Still, many argued that a population willing to move to where the jobs are is exactly what a country in Ireland's predicament needed. Historically, labor mobility has helped to keep a lid on unemployment. And there have been other benefits: the diaspora, particularly in the United States, has proved a useful asset for Ireland, politically as well as economically. Moreover, a move abroad today is hardly the one-way ticket it was for many in the 19th century. When Ireland started to boom in the 1990s many émigrés returned home, bringing with them much-needed skills and capital.



Bouncing back, better than ever.
Meanwhile, the Brits have been hoodwinked by their upper classes.

The Dead Tiger, Resurrected

100 years after the Easter Rising, Ireland found itself struggling again. Some feared that the crash has shown the Celtic Tiger to have been a phantom, an illusionist's trick that distracted Ireland from its underlying poverty with glitzy cars and big houses.

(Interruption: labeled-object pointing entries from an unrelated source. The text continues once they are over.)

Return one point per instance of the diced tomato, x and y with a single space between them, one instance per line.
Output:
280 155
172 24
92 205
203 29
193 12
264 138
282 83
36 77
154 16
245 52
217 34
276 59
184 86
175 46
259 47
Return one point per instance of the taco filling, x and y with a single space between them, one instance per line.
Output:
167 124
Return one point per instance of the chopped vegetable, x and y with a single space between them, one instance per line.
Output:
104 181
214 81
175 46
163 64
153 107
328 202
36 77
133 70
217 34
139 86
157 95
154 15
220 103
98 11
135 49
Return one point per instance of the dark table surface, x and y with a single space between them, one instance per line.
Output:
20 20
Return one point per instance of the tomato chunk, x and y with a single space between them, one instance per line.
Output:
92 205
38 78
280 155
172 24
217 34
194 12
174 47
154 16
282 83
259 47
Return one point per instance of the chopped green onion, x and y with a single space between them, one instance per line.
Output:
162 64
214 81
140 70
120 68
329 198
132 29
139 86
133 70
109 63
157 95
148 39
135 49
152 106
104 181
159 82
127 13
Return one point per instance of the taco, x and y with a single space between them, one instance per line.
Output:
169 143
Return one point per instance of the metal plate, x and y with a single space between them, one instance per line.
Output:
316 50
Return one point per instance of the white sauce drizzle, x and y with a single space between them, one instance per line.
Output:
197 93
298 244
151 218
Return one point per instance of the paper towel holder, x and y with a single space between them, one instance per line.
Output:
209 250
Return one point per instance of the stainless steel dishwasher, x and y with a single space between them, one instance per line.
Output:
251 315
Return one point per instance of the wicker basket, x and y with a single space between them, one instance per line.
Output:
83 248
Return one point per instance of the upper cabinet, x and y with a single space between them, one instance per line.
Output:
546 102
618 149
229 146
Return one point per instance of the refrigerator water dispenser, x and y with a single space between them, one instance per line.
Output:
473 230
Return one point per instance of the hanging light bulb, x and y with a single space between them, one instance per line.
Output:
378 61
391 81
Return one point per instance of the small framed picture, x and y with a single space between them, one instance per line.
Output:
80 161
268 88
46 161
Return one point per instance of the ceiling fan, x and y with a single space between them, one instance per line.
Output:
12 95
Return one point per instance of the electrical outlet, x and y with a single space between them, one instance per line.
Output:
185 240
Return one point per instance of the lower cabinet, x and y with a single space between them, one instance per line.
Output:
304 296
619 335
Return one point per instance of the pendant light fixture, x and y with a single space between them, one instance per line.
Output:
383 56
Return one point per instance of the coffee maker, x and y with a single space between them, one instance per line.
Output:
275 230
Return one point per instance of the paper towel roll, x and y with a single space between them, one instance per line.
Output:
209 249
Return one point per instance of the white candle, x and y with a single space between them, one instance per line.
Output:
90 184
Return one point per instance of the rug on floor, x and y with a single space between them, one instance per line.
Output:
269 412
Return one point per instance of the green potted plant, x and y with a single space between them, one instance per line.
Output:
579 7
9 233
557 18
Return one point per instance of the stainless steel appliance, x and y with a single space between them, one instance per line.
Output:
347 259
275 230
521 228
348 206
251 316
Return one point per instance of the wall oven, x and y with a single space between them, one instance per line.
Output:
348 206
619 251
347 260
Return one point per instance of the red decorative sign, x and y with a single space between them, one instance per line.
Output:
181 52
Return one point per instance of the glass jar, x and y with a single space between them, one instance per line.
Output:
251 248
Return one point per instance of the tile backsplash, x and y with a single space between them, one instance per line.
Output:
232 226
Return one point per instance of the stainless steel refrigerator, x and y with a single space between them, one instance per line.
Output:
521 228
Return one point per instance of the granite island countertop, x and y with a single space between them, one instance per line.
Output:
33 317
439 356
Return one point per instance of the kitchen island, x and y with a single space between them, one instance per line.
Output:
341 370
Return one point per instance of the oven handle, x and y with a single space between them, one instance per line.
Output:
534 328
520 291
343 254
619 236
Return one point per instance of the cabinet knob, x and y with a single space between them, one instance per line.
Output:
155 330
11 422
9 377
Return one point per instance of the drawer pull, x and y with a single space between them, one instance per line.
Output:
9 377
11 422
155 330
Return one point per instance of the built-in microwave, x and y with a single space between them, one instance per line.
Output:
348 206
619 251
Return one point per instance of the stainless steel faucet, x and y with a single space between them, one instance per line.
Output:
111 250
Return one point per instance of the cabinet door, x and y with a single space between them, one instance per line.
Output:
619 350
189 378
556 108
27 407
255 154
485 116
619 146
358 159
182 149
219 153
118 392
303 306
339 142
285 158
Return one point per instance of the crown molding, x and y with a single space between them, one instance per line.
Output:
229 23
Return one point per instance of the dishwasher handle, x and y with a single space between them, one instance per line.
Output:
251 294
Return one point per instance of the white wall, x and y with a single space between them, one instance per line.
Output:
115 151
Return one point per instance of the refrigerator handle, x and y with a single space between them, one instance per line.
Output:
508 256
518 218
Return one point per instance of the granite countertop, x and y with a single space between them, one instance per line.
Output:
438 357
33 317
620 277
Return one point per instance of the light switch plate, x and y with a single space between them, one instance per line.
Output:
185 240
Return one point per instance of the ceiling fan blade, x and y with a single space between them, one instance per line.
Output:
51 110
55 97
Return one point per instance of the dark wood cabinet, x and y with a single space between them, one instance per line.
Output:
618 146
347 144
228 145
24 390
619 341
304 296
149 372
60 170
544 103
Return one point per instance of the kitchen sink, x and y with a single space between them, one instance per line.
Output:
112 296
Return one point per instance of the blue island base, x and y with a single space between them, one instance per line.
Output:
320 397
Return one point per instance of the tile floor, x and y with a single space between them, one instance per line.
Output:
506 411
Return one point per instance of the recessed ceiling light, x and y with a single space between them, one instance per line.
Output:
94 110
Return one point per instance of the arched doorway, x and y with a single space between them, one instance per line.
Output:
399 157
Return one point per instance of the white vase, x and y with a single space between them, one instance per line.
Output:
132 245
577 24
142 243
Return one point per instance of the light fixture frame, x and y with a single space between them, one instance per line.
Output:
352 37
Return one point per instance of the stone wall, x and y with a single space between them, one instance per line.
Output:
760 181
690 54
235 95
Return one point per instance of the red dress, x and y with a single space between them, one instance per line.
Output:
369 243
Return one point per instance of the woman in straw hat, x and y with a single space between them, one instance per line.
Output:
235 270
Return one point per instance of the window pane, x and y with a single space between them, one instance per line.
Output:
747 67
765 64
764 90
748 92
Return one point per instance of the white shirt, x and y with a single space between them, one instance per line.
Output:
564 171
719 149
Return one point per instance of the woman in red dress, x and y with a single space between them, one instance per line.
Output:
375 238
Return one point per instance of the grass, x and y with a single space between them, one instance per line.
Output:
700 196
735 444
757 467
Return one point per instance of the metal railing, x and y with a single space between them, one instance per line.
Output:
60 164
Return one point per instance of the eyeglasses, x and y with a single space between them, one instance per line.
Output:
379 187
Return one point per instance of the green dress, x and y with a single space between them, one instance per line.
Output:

Doomsayers were pronouncing prayers over the grave of Ireland's economy after the 2008 economic crash. They turned out to be wrong. Aligning with the EU, and staying there, was the best thing Ireland could have done. Look at what's happened to their former colonizers since they decided to leave.



Meanwhile, Ireland Moves

The battle for LGBT rights in Ireland has had many significant moments, with the decriminalisation of homosexuality and the Gender Recognition Act among them. None though, was perhaps as impactful on a global level as the May 2015 vote in favor of same-sex marriage. The decisive referendum result saw 62% of voters back the amendment, while 38% voted against it. It made Ireland the first country in the world to make same-sex marriage legal by popular vote.

Leo Varadkar, mixed-race and openly gay, was elected Taoiseach
(Prime Minister) not just once, but twice.

The Republic’s vote was preceded by a difficult personal debate that saw gay people speak about their own lives and others joining in with the campaign. Ireland's Health Minister, Leo Varadkar (who later served as Taoiseach from 2017 to 2020 and from 2022 to 2024), may have swayed the referendum when he came out publicly:

It’s not something that defines me, I’m not a half-Indian politician or a doctor politician, I’m not a gay politician for that matter, it’s just part of who I am.

BTW, Varadkar has a special connection with Georgia Southern.

And that wasn't the only big cultural move for the island. Pope Francis visted Ireland in 2018. It was the first by a pontiff since the visit of Pope John Paul II in 1979. In the intervening 40 years, Ireland had confronted its painful history of clerical abuse and the influence of the church had waned hugely. Half a million people had signed up to attend the Pope's mass in Phoenix Park outside Dublin. Estimates put the crowd at closer to 150,000. The Irish media also publicly criticized Francis’ keynote speech in Dublin Castle on the first day of his visit, when he did not make a direct apology to victims.

For a country Joyce called "priest-ridden, God-Forsaken," to move so boldly away from centuries of undue influence seemed like a true sign of growth.